Inaugurated in 1953, the building for the new headquarters of the Instituto Técnico de la Construcción y el Cemento, today the Eduardo Torroja Institute for Construction Science, is a project by the architects Manuel Barbero and Gonzalo Echegaray, carried out under the direction and supervision of Eduardo Torroja, civil engineer and director of the Institute.
The property known as “El Bosque” in Chamartín-Costillares was chosen as the location for the new headquarters, which offered a privileged situation within the incipient urban development of the area. The characteristics of the site, located among pine trees, with a rough surface and a strong slope towards the west, implied a great complexity of aesthetic and functional order. This complex is a milestone in industrial architecture and research, both nationally and internationally, and was a model of interdisciplinary collaboration between architecture and engineering.
The catalogue of needs implied a complex scenario. Because of the type of work to be carried out at the Institute, both theoretical and experimental, it was necessary to propose different types of space with characteristics suited to each of the uses. In addition, the building had to be versatile enough to incorporate activities not foreseen at the time, arising from the advances in research.
With these conditioning factors, the project was formalised into a set of volumes, each one of them responding to maximum functional efficiency, articulated among themselves and carefully adapted to the surroundings, delimiting and incorporating the place as a necessary participant its composition.

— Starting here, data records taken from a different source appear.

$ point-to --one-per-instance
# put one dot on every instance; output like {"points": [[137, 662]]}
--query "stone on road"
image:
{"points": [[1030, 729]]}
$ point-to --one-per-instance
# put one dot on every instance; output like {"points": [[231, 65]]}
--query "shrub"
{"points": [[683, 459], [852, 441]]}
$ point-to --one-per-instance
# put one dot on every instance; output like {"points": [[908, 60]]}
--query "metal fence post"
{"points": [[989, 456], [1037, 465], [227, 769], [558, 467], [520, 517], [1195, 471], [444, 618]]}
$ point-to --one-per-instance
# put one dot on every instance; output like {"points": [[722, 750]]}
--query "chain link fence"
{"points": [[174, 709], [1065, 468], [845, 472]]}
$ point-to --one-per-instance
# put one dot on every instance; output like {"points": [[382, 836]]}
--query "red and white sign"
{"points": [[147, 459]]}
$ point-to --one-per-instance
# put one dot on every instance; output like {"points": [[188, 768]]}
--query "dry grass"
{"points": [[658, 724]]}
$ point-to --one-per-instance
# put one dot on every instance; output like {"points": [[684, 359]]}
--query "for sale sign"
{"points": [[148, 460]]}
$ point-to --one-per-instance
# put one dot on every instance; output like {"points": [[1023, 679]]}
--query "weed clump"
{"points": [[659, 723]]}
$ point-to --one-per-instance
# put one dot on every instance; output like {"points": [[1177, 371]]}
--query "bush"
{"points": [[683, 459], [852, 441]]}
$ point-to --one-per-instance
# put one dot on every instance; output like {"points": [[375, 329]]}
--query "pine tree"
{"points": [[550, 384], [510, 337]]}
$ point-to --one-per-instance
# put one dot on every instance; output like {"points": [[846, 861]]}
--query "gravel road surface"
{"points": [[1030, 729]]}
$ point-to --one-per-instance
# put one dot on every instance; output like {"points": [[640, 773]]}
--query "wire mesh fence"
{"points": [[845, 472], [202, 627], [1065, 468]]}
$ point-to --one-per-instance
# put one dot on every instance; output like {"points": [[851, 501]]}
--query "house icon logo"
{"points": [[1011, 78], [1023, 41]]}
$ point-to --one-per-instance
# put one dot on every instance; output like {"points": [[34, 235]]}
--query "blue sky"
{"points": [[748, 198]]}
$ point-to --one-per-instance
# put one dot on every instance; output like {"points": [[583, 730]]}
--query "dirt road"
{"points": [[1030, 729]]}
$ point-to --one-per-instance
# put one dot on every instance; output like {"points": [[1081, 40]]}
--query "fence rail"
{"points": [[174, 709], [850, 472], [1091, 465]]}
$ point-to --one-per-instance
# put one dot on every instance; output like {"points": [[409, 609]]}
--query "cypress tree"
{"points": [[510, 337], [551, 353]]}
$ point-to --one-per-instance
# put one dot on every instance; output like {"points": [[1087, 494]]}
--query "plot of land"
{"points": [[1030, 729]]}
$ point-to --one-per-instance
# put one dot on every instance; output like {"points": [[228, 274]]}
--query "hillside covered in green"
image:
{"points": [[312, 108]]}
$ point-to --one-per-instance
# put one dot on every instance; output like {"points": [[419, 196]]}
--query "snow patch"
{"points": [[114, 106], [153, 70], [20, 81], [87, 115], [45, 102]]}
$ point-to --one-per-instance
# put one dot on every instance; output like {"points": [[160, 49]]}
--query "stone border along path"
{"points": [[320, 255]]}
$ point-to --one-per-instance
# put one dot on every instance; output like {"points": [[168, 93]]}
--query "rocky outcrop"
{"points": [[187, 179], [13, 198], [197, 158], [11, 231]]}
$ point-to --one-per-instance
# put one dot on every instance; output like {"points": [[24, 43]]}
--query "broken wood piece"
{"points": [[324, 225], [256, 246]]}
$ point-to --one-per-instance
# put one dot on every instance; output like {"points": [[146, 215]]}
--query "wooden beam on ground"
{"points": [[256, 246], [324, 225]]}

The complex was conceived in a functional style, as stated in the project’s report: “its different parts were adapted as much as possible to the terrain and concrete elements were used for its construction, with a great profusion of prefabricated cement pieces, for which the general organisation of the work was arranged according to a single module of 1.60 m”. The economic factor also motivated the use of modular repetition and the standardization of the largest number of construction elements, which gives an idea of the modernity with which the project was conceived. Apart from considerably optimizing the resources, by means of the prefabricated elements clear compositional resources were obtained which, as is the case of the window frames and the gargoyles, are identifiable with the building.
The organic configuration of the complex facilitates solutions of great landscape and sculptural value. Especially noteworthy are the circular dining room, the water tank, the coal silo – dodecahedron, the roofs of the warehouses and workshops, the Costillas and Los Sietes pergolas.
The furniture, also designed by the architect Manuel Barbero, deserves special attention, as it still performs its original function in the Institute.